Street Beat: Colombians narrowly reject deal to end 52-year-long armed conflict
By a very slim margin, Colombian voters rejected a peace agreement between the government and the FARC, the nation’s largest rebel group, in a nationwide referendum vote on Sunday. In Bogota and the majority of Colombian states that were most ravaged by war voters approved the deal. But nationwide the agreement failed by a 50.2 to 49.8 percent, the equivalent of around 61,000 votes. More than 60% of eligible voters abstained.
The peace deal, which took four years to negotiate and was signed early last week by FARC guerilla leaders and President Juan Manuel Santos, proposed to end 52 years of internal armed conflict. The peace process now enters a new phase of uncertainty, but for the time being both sides say they will maintain the ceasefire and look for a path forward.
FSRN’s Andalusia Knoll spoke to voters during the day outside of Bogota’s main polling center, and at night in the capital’s main plaza after the results had come in.
Ana Lucia Cruz: “I am a regular citizen and I voted ‘yes’ because I am convinced it’s right. Fortunately, I’ve had the opportunity to know and explore many of the isolated places of Colombia, and that is where the war is. We as citizens of the capitals have the stupid capacity to say yes to the war and that we will vote for no when we don’t know how the campesinos are violently displaced by military groups, by the guerillas, by the paramilitaries and the soldiers.”
Edison Bello: “I voted ‘no’ because I want a different country, not one where the president is giving everything to the FARC. After everything they have done, they should serve out sentences or turn in their arms but not obtain seats in Congress or the Senate nor become president. This is what I want, a new country for Colombia and the peace starts with each one of us.”
Lino Baena Calle: “I am by profession a civil engineer. I voted for ‘yes’ and I voted absolutely convinced that this was the best option for Colombia and all of the people who make up the different regions of Colombia. Unlike other people, I believe that this agreement does not have fundamental problems. It is in line with international law and has all the concepts of transitional justice. What the agreement puts forth is well conceived in terms of social and political aspirations.”
Lorena Castro: “I must say that I am really happy because of the results as I voted ‘no’ and impunity is not here at all. So I must congratulate the people who voted ‘no’ and that accepted that justice must come sooner or later. Right?”
Wisthon Sanchez: “I am a system analyst. I voted ‘no’ because the FARC has always told me through their speeches that they were in favor of the people. That all the time they were fighting for the people, struggling for the people. I didn’t see in this plebiscite something that they asked for the people. They had every opportunity to ask for something in favor of the people but I see they didn’t, they asked for everything in favor of them. They could have asked, for example, for lower gas prices – I would have voted in favor of that – or for lower taxes, better employment opportunities, or for the improvement of health services.”
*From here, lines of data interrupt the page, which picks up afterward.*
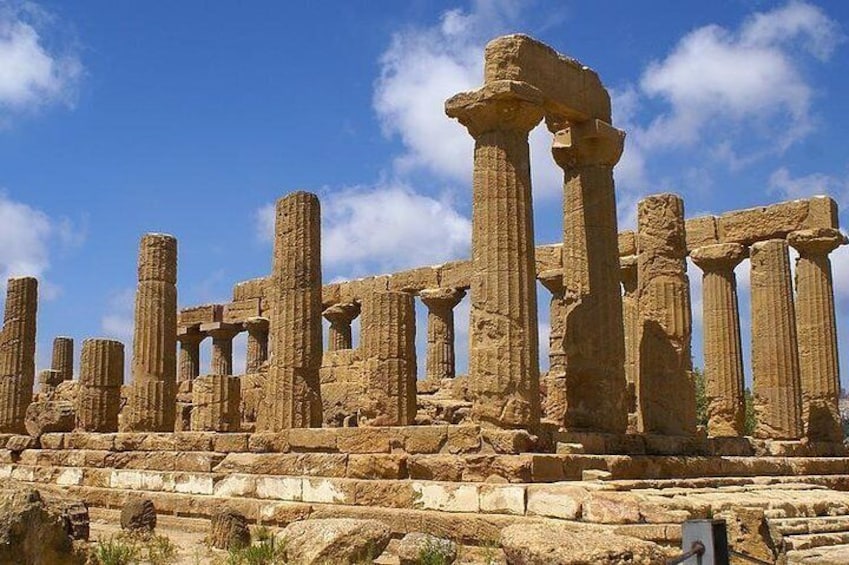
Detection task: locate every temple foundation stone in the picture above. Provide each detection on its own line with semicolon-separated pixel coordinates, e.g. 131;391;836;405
690;243;747;437
787;229;846;442
751;239;804;440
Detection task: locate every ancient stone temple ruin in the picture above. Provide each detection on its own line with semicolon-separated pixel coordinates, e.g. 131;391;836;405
0;35;849;563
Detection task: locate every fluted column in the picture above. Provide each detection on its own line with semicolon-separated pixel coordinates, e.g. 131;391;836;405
257;192;322;431
324;302;360;351
419;288;466;383
177;326;206;382
122;234;177;432
359;291;416;426
637;194;696;435
206;322;241;376
619;255;640;432
787;229;846;442
0;277;38;433
690;243;747;437
50;336;74;381
445;81;543;428
76;339;124;432
547;118;628;433
751;239;804;439
245;316;268;375
538;269;566;424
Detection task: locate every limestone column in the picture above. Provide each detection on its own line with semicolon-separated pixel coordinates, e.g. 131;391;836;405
324;302;360;351
245;316;268;375
207;322;241;376
445;81;543;428
690;243;747;437
548;118;628;433
751;239;804;440
258;192;322;431
0;277;38;434
177;327;206;382
50;337;74;381
360;291;416;426
122;233;177;432
619;255;640;424
538;269;566;424
76;339;124;432
787;229;846;442
191;375;240;432
636;194;696;435
419;288;466;383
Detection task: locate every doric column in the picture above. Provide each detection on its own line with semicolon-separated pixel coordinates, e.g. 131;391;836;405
751;239;804;439
360;291;416;426
245;316;268;375
636;194;696;435
619;255;640;424
50;336;74;381
205;322;242;376
191;375;241;432
324;302;360;351
257;192;322;431
549;119;628;433
538;269;566;424
122;233;177;432
0;277;38;434
445;80;543;428
419;288;466;382
77;339;124;432
177;326;206;382
690;243;747;437
787;229;846;442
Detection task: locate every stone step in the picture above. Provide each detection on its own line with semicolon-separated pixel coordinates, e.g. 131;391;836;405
784;532;849;551
770;515;849;536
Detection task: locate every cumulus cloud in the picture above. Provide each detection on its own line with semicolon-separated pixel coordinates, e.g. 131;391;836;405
257;183;471;275
0;2;83;121
373;0;562;197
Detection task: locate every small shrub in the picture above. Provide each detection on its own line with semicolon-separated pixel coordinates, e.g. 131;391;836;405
94;537;140;565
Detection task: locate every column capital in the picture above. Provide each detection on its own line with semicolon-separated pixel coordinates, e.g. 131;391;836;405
445;80;545;138
787;228;849;255
244;316;270;333
537;269;565;297
419;288;466;310
690;243;748;272
322;302;360;324
200;322;242;339
551;119;625;169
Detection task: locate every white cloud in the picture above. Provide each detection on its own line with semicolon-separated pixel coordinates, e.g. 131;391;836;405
374;1;562;197
257;183;471;275
0;2;83;120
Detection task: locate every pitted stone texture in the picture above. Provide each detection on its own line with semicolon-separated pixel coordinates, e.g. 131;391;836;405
278;518;391;565
445;80;543;428
257;192;322;431
50;337;74;381
549;120;628;433
122;234;177;432
636;194;696;435
690;243;747;437
419;288;466;382
191;375;241;432
0;277;38;433
751;239;804;439
787;229;847;442
324;302;360;351
77;339;124;432
245;316;269;374
360;291;416;426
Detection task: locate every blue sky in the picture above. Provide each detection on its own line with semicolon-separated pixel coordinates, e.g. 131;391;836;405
0;0;849;388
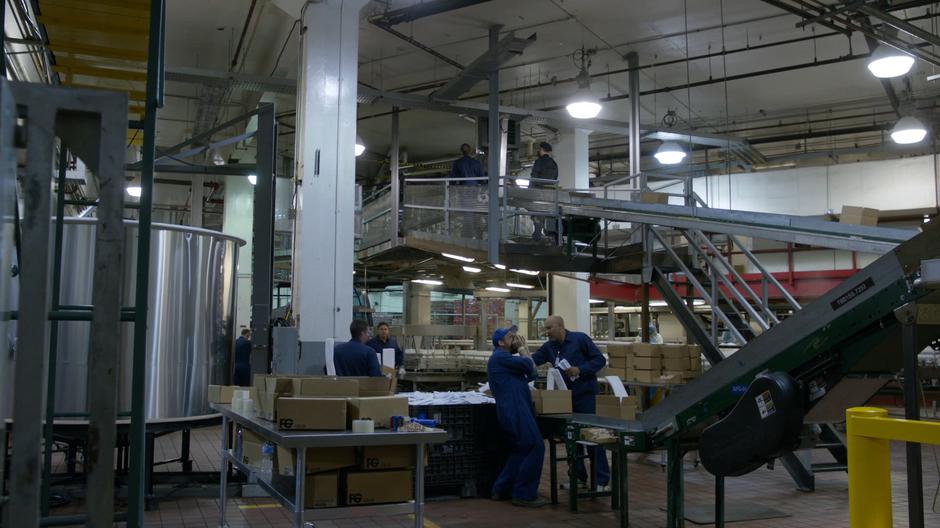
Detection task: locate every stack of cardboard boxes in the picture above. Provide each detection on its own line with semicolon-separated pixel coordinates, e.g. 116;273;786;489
277;445;416;508
606;343;702;383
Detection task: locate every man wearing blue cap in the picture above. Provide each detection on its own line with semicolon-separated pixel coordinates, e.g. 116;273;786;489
486;328;547;508
532;315;610;488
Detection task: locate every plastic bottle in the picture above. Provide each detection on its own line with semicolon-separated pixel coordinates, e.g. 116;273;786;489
259;442;274;482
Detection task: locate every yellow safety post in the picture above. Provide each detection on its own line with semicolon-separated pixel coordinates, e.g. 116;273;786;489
845;407;940;528
846;407;893;528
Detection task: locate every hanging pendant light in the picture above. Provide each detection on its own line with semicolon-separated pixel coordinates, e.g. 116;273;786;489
891;116;927;145
653;141;685;165
868;44;914;79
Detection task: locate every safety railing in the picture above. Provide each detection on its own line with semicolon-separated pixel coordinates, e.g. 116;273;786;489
845;407;940;528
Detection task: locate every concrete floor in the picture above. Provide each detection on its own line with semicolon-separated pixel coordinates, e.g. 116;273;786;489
53;422;940;528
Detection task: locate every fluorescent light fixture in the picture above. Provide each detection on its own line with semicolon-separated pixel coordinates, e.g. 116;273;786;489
868;45;914;79
653;141;685;165
356;136;366;158
891;116;927;145
411;279;444;286
441;253;476;262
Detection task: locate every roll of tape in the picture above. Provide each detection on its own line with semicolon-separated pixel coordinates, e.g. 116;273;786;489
353;420;375;433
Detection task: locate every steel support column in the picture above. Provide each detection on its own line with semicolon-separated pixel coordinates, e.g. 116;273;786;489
251;103;277;375
486;26;502;264
127;0;166;528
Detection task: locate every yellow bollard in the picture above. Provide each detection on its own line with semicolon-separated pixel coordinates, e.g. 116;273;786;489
846;407;894;528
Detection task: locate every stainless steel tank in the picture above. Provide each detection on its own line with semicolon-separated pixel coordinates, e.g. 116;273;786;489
55;218;245;420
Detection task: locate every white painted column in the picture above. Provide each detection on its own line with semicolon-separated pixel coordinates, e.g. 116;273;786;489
549;129;591;334
292;0;367;342
222;176;255;334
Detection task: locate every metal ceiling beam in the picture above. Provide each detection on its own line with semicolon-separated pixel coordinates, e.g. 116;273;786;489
430;31;535;99
369;0;490;26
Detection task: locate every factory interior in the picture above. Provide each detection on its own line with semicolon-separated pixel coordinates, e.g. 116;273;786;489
0;0;940;528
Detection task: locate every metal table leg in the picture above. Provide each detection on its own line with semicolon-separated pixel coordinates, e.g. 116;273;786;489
294;448;307;528
415;443;424;528
219;415;229;528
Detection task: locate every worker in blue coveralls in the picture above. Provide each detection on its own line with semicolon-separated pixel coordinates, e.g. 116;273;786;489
532;315;610;489
486;328;547;508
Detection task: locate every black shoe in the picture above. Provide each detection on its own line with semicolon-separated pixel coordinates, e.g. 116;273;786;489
512;497;548;508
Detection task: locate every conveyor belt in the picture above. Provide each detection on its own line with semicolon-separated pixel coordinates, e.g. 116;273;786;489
508;187;917;254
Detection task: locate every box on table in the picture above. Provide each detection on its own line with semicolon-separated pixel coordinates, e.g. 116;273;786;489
639;191;669;204
344;469;414;506
607;343;633;358
304;471;339;509
663;356;691;371
300;376;359;398
595;394;639;420
346;396;408;429
241;428;264;467
630;356;663;370
359;445;417;470
632;343;663;357
274;396;346;431
532;389;572;414
277;446;356;477
839;205;879;226
660;345;689;359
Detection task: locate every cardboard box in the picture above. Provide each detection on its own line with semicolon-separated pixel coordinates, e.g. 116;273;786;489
304;471;339;509
595;394;639;420
209;385;239;403
607;356;630;370
344;469;414;506
274;396;346;431
663;356;690;371
532;390;572;414
607;343;633;358
300;377;359;398
630;356;663;370
633;343;663;357
660;345;689;359
347;396;408;429
277;446;356;477
639;191;669;204
839;205;879;226
359;445;416;470
241;429;264;467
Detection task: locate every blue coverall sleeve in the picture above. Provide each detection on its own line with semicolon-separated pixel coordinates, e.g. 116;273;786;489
532;342;549;365
579;336;607;376
369;351;382;378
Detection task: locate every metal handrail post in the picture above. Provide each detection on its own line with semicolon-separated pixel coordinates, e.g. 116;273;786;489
127;0;166;528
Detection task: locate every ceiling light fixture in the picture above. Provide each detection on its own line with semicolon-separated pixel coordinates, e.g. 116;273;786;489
868;45;914;79
441;253;476;262
356;136;366;158
565;47;602;119
653;141;685;165
891;116;927;145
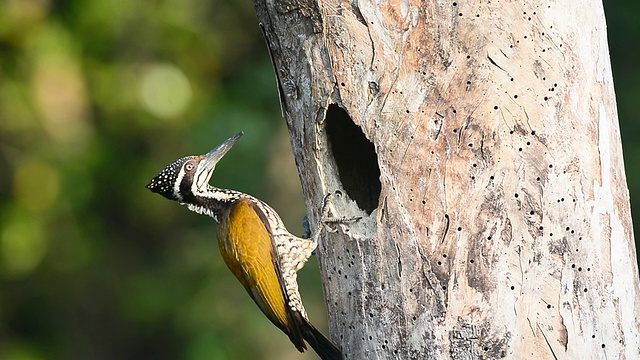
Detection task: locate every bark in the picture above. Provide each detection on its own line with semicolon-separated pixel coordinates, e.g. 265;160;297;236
256;0;640;359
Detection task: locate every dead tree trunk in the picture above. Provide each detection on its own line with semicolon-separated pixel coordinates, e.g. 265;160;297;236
256;0;640;359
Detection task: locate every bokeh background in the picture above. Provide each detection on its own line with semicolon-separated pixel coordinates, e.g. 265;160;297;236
0;0;640;360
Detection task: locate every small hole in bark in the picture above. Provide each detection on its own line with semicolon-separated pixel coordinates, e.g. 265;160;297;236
326;104;382;214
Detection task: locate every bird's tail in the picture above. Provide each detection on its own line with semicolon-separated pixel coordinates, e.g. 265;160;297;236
302;321;342;360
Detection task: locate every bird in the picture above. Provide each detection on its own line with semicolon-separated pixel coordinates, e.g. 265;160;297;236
147;131;342;360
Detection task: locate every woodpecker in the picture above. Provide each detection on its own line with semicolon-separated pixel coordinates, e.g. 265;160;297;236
147;132;342;360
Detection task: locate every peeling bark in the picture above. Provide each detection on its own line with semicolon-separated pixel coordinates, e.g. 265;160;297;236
256;0;640;359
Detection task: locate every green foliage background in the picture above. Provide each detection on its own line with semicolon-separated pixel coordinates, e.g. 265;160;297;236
0;0;640;360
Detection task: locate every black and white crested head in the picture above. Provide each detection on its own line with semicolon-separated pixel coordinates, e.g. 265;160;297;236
147;156;199;202
147;132;243;218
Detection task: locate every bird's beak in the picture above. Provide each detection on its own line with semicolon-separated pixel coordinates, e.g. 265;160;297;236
195;131;244;190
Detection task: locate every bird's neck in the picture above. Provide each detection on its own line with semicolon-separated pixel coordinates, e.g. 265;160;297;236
186;185;249;222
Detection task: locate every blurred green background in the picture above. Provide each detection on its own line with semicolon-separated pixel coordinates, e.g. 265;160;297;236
0;0;640;360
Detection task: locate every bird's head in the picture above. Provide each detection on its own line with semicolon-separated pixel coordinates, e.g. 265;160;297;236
147;131;243;204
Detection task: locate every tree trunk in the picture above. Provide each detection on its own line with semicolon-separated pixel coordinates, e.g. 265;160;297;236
256;0;640;359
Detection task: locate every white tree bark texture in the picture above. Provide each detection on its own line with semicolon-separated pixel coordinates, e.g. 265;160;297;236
256;0;640;359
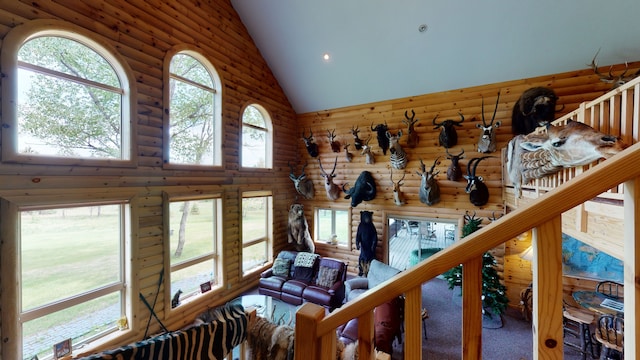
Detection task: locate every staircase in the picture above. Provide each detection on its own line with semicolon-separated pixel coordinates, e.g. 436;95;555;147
295;74;640;360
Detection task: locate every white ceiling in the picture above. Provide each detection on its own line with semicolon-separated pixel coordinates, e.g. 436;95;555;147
231;0;640;113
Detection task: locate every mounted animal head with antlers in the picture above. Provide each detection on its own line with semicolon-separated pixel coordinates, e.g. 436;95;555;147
589;49;640;89
402;110;420;149
416;156;440;206
327;129;342;152
389;166;407;206
445;149;464;181
287;162;315;200
302;129;319;157
433;113;464;148
476;92;502;153
318;156;340;200
464;156;492;206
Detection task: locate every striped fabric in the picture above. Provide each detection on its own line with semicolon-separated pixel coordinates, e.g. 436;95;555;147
82;304;248;360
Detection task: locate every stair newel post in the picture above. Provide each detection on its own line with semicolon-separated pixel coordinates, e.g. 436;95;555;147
294;303;324;360
404;286;422;359
624;178;640;357
462;257;482;359
532;215;564;360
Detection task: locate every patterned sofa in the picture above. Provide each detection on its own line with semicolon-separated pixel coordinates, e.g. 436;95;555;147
258;250;347;311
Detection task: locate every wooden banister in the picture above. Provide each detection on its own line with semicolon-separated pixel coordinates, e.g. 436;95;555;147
295;78;640;360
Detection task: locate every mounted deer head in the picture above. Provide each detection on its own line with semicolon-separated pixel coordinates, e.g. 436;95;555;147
476;92;502;153
445;149;464;181
371;121;389;155
402;110;420;149
327;129;342;152
302;129;318;158
386;130;407;170
389;166;407;206
432;113;464;148
362;136;376;165
464;156;492;206
349;126;363;150
589;49;640;89
287;162;315;200
416;156;440;206
318;156;340;200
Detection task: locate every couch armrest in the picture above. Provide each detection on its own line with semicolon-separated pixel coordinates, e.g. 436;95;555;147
260;268;273;278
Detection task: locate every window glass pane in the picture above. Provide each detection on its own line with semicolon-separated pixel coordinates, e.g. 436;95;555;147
169;79;215;165
20;205;122;311
242;196;269;243
22;292;123;359
171;259;216;298
242;241;267;272
242;126;267;168
169;199;217;266
18;36;120;87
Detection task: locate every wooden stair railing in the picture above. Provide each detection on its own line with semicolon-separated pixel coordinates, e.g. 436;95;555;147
295;79;640;360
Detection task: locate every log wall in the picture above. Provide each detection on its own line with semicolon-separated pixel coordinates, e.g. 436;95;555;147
0;0;298;358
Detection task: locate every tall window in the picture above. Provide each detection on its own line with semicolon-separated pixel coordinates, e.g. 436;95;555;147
242;104;272;168
2;30;131;165
168;51;222;166
169;197;222;306
315;209;351;246
242;191;273;274
13;202;131;359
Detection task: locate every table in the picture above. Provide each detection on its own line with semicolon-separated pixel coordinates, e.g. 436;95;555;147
230;295;296;326
572;291;624;317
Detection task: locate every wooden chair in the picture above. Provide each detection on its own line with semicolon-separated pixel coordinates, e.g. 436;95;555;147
596;315;624;360
596;280;624;299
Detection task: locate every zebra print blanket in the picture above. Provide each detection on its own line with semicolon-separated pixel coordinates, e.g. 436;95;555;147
82;304;248;360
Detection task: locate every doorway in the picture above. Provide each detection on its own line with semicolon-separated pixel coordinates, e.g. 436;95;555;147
387;216;458;270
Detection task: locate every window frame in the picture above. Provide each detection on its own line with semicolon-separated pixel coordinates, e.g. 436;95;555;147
163;186;226;319
0;19;137;167
0;188;139;358
239;190;274;278
162;44;225;170
239;102;273;171
313;206;352;249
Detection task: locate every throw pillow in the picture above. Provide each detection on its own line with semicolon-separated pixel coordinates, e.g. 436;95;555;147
316;266;338;287
272;258;291;278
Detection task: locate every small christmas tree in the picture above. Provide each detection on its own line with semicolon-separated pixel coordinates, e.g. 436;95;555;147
443;212;509;317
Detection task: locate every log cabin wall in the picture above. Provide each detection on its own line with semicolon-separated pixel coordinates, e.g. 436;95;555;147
0;0;298;355
297;59;640;307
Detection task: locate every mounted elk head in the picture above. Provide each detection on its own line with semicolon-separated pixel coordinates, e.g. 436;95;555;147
362;136;376;165
386;130;407;170
511;87;558;135
445;149;464;181
589;49;640;89
464;156;492;206
342;171;376;207
327;129;342;152
318;156;340;200
343;144;353;162
476;92;502;153
416;156;440;206
302;129;319;157
389;167;407;206
287;162;315;200
402;110;420;149
371;121;389;155
433;113;464;148
349;126;363;150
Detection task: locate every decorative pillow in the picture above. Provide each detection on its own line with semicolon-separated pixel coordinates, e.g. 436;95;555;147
316;266;339;287
271;258;291;278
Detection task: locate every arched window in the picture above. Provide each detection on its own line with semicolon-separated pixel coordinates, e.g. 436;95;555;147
241;104;272;169
2;24;132;165
165;50;222;166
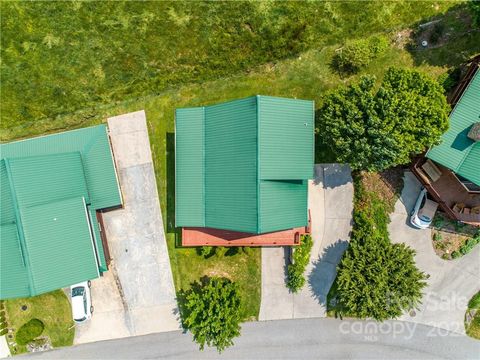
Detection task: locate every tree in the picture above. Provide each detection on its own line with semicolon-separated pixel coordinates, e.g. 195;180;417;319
468;0;480;26
182;278;241;352
317;68;449;171
336;234;426;321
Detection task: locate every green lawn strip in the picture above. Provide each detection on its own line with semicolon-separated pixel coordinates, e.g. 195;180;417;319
5;290;75;354
465;291;480;340
1;0;461;127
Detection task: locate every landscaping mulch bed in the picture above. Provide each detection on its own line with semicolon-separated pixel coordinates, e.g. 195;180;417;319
432;211;480;260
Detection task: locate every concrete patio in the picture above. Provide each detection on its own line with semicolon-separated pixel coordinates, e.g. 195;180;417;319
75;111;180;344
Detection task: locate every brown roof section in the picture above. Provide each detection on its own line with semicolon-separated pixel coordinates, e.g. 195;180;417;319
182;227;308;246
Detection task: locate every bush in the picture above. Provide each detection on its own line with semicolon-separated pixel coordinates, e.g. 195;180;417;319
242;246;253;256
182;278;241;352
215;246;228;257
336;174;427;321
430;22;445;45
15;319;45;345
332;36;388;73
459;236;480;255
287;235;313;293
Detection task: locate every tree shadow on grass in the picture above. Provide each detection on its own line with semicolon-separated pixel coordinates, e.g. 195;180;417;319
308;240;348;308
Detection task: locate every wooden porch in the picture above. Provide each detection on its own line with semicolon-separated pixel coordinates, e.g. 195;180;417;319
411;156;480;226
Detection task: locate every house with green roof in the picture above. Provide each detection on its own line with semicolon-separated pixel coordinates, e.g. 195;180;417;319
175;96;314;245
412;57;480;226
0;125;122;299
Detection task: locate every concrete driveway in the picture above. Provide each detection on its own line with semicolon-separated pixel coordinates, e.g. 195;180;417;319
389;171;480;334
259;164;353;320
75;111;180;344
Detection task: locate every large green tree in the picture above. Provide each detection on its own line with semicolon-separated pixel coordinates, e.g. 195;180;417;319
336;229;425;321
317;68;449;171
183;278;241;352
Johana Moreno: “I voted yes. I am a business administrator. I come to vote very positively, very hopefully. My cousin was assassinated by the FARC a few years ago. He was a hiker in Colombia and a psychologist at the National University and he was assassinated by error. They went on television and said ‘we made a mistake, we killed eight hikers in the Purecé park.’ It hurts me, but hurts his mom more, the mom of this successful, brilliant son. My country hurts me, and what hurts me more is that we are not capable of saying no to the war, yes to peace.”